Tout d’abord se pose là encore le problème de l’argent. Dans les établissements privés, les frais d’inscription et les autres charges vont de quelques centaines à plus de quatre mille yuan. Ces établissements ont commencé d’apparaître comme des entreprises à but lucratif et on les appelle des « écoles pour les noblesEn août 1993, Zhu Kaixuan a reproché à ces « écoles de la noblesse » d’être à l’opposé des principes éducatifs de la Chine. Mais il ne manque pas de « nobles » dans la Chine d’aujourd’hui. Une école privée de Pékin qui faisait payer 950 yuan par an en frais d’inscription et frais divers a vendu ses places en cinq jours. La chose s’explique à la lumière d’un phénomène inédit : l’élève payant. Celui qui n’est pas admis dans une école ou bien qui refuse celle que les autorités lui assignent peut trouver à s’inscrire comme élève payant. Dans une école secondaire prestigieuse l’élève de ce genre peut avoir à payer 10 000 yuan par an (17). Par comparaison, les élèves des écoles privées ne sont pas aussi « nobles
En deuxième lieu, la qualité de l’enseignement dispensé par les écoles privées est mise en cause parce qu’elles emploient beaucoup d’enseignants retraités ou à temps partiel et admettent des élèves refusés par les écoles publiques. Cependant certaines de ces institutions privées accordent des traitements élevés et peuvent donc recruter des professeurs expérimentés ou hautement qualifiés sortis de grandes écoles ou d’instituts de recherche pédagogique. On dit que leur niveau scolaire est élevé. Quoiqu’il en soit, rien ne garantit que les écoles privées sont de haute qualité (18).
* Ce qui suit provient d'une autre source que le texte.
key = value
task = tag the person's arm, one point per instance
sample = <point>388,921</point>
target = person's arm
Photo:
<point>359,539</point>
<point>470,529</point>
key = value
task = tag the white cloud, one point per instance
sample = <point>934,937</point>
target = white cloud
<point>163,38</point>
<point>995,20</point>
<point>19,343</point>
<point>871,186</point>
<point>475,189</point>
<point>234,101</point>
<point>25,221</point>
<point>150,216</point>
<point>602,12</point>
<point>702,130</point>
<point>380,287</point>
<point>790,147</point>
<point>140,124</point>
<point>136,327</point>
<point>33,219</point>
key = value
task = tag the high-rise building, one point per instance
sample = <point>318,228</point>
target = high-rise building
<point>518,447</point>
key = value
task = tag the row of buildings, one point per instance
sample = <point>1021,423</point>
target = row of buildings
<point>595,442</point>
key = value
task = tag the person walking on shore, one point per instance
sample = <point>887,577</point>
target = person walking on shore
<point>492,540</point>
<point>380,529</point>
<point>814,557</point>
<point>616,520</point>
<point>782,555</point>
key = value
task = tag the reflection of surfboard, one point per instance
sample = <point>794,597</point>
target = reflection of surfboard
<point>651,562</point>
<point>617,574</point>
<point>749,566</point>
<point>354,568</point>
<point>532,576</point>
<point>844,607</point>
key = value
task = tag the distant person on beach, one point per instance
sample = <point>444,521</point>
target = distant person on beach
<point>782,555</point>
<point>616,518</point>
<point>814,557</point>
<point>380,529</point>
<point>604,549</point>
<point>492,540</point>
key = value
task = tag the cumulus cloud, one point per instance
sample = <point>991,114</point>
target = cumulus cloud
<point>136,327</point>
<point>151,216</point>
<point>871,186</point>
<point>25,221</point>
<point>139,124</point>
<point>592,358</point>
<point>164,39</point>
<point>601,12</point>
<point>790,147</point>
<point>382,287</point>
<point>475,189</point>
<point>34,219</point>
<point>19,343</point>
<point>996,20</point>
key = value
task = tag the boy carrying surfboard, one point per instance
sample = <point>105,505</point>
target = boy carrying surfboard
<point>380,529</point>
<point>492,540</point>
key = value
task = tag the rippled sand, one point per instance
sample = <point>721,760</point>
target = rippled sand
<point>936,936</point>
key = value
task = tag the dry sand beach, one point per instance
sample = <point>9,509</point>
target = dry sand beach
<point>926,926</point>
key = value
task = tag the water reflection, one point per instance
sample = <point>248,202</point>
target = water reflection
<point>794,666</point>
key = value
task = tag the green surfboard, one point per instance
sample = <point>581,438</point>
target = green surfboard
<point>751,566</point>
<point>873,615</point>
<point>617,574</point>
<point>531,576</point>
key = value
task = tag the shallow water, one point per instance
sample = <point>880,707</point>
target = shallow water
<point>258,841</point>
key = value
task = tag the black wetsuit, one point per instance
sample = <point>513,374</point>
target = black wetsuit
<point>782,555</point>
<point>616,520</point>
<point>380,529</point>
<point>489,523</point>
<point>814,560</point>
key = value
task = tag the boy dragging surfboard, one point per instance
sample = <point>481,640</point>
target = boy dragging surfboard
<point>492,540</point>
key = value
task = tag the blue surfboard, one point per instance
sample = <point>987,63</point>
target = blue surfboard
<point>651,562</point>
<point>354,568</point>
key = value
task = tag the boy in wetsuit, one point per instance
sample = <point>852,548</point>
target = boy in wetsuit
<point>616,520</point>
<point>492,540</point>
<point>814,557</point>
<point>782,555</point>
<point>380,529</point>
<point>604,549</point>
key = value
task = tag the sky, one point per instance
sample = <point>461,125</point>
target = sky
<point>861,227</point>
La discussion n’est pas close. Mais plus importante est la question de l’indépendance de l’école. Les écoles privées jouissent maintenant d’une autonomie de gestion, pour les admissions, les finances, le recrutement de leurs professeurs. Le gouvernement peut-il à la fois se décharger d’une partie de son fardeau éducatif et maintenir le même contrôle serré que par le passé sur l’enseignement ? (19)
LES ENSEIGNANTS
Perte d’enseignants
Comme beaucoup d’enseignants vivent aujourd’hui une vie difficile, on comprend sans peine que les écoles privées qui allouent de hauts salaires attirent de bons professeurs. Dans le Hebei, les enseignants sont si pauvres que leur syndicat doit les aider à « secouer le joug de la pauvretéEt ces salaires si bas ne sont pas toujours payés. « Dans notre pays, écrit un journaliste, on néglige toujours délibérément le revenu de deux catégories sociales, les paysans et les enseignantsAu début de 1993, le retard de paiement des traitements dus aux enseignants de sept provinces atteignait 340 millions de yuan. Dans la seule province de Liaoning, l’arriéré de 1992 s’élevait à 53 millions de yuan. Le gouvernement a rappelé une circulaire de 1991 sur les salaires des enseignants et pressé les autorités locales de combler les retards. Il est néanmoins admis que les choses ne se sont pas améliorées partout et que le problème s’est plutôt aggravé en certains endroits. Lors d’une réunion de la journée des enseignants, au mois de septembre, le vice-premier ministre Li Lanqing a signalé la réapparition de ce problème des retards de paie (20).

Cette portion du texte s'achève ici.